Farm crisis stays despite good rains
Analysts say India's rain-dependent farm sector, which has seen no reform and only sluggish growth, needs urgent investment in irrigation and technology to prevent food shortages in the country.india Updated: Apr 18, 2008 15:03 IST
A forecast of normal monsoon rains for India has calmed fears of food shortages and galloping inflation, but another year of good rains may only prolong the deeper problems that haunt the languishing farm sector.
Rapid economic growth and better wages, powered by nearly two decades of liberal reforms that have made India's economy the third-largest in Asia, have fuelled demand for farm products at a time when output has stagnated.
At the same time, dwindling global stocks of key staples like wheat and rice, growing Asian demand and government mandates to produce crops for fuel have stretched the world's ability to feed itself.
Analysts say India's rain-dependent farm sector, which has seen no reform and only sluggish growth, needs urgent investment in irrigation and technology to prevent food shortages in the country where about two-thirds of the people and a fifth of its economy depend on agriculture.
"We are living hand to mouth as our total consumption is more or less equal to our output and stocks. If we have a single year of bad rains, we will have to import at high prices," said D.P. Singh, president of the All India Grain Exporters Association.
The government on Wednesday forecast near-normal monsoon rains, which could lift output and rural incomes, but analysts and traders say India's food security is precariously balanced and estimates are not always accurate.
"A great deal will depend on (the) coming monsoon. If rains are good then the situation will normalise, otherwise it will lead to a bigger crisis," said B.B. Bhattacharjee, an economist and vice chancellor of New Delhi's Jawaharlal Nehru University.
But a bigger crisis could be exactly what India needs.
The market-friendly reforms that helped India rise to be Asia's third largest economy were triggered by a foreign exchange crisis in the early 1990s.
"It is only when they are pushed to the wall by extraneous factors like international prices, or an acute spell of drought, they are sensitised to the issue (of investing in irrigation)," said Som Pal, a former agriculture minister.
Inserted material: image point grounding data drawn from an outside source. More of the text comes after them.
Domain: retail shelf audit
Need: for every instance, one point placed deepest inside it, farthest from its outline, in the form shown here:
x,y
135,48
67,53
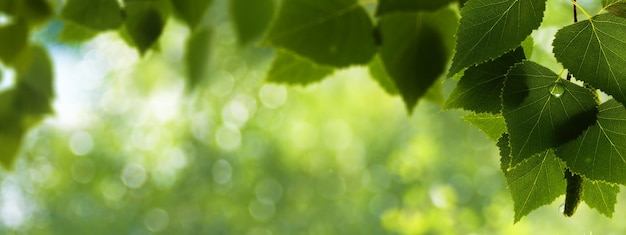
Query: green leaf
x,y
191,11
600,152
75,33
600,196
535,182
99,15
35,82
197,55
595,51
330,32
251,18
618,9
415,50
480,88
392,6
491,28
542,110
144,23
377,72
13,40
491,124
505,153
291,69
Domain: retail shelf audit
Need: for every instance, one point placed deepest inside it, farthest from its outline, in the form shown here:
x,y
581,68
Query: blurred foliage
x,y
131,150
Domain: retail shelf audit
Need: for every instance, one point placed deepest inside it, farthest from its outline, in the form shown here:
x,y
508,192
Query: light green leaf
x,y
291,69
144,23
595,51
197,55
491,28
191,11
600,152
251,18
330,32
600,196
13,40
542,110
491,124
415,50
392,6
480,88
378,73
535,182
75,33
98,15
He said the government needed to invest 4 trillion rupees ($100 billion) over a decade to irrigate 80 percent of India's farms.
Bhattacharjee said India's farm output has not taken a quantum leap since the late 1960s when government policies to boost irrigation and introduce high-yielding varieties boosted agricultural production in northern India.
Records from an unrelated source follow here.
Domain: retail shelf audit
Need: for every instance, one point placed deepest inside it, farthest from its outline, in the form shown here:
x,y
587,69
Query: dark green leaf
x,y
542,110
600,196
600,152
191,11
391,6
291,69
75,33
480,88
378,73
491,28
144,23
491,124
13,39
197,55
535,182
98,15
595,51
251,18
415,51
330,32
"More than 40 years have passed since the green revolution, now we are in an era of diminishing returns. Unless we augment the technology, we can't have a long-term solution to food production," he said.
Som Pal said farm productivity has stagnated for generations at between 1.0 to 1.2 tonnes per hectare, compared to four tonnes in irrigated areas.
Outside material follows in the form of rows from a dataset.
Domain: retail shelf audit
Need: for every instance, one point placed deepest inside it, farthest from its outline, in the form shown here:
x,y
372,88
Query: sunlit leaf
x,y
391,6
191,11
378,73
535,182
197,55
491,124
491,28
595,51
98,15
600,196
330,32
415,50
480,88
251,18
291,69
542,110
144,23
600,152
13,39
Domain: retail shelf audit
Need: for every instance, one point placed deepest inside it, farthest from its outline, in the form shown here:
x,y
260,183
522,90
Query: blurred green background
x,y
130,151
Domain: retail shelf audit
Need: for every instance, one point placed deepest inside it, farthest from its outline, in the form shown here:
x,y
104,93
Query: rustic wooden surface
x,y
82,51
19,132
A poor harvest forced India to import wheat in 2006, the first overseas purchases for six years, and again in 2007 at a higher price, helping world prices rise.
Singh said India's irrigation, which feeds only 40 percent of cultivated land, was woefully inadequate and groundwater levels, particularly in the top grain-producing states of Punjab and Haryana was falling.
As the economy is expected to expand much faster than farm output, analysts say there is a palpable risk of shortages, which will have to be met with costly imports.
India's agriculture sector, where many indebted farmers facing soaring fuel and fertiliser costs have committed suicide, has serious short-term problems, said T.K. Bhaumik, an economist with Reliance Industries Ltd.
Bhaumik said food prices were likely to remain firm, making the poor vulnerable if output fell, while the government may not find adequate supplies in international markets.
"If you are a rational farmer, you see that everywhere in the world outside India grain prices are going up. He will also expect higher prices. Prices are not likely to come down this year. I don't think it is possible," Bhaumik said.
The world's biggest rice importer, the Philippines, received offers for only 325,750 tonnes of rice against the import tender of half a million tonnes at prices at least 25 percent higher than last month, reflecting a continuing supply squeeze.
New Delhi is battling its highest inflation in three years, and food prices have been a major driver.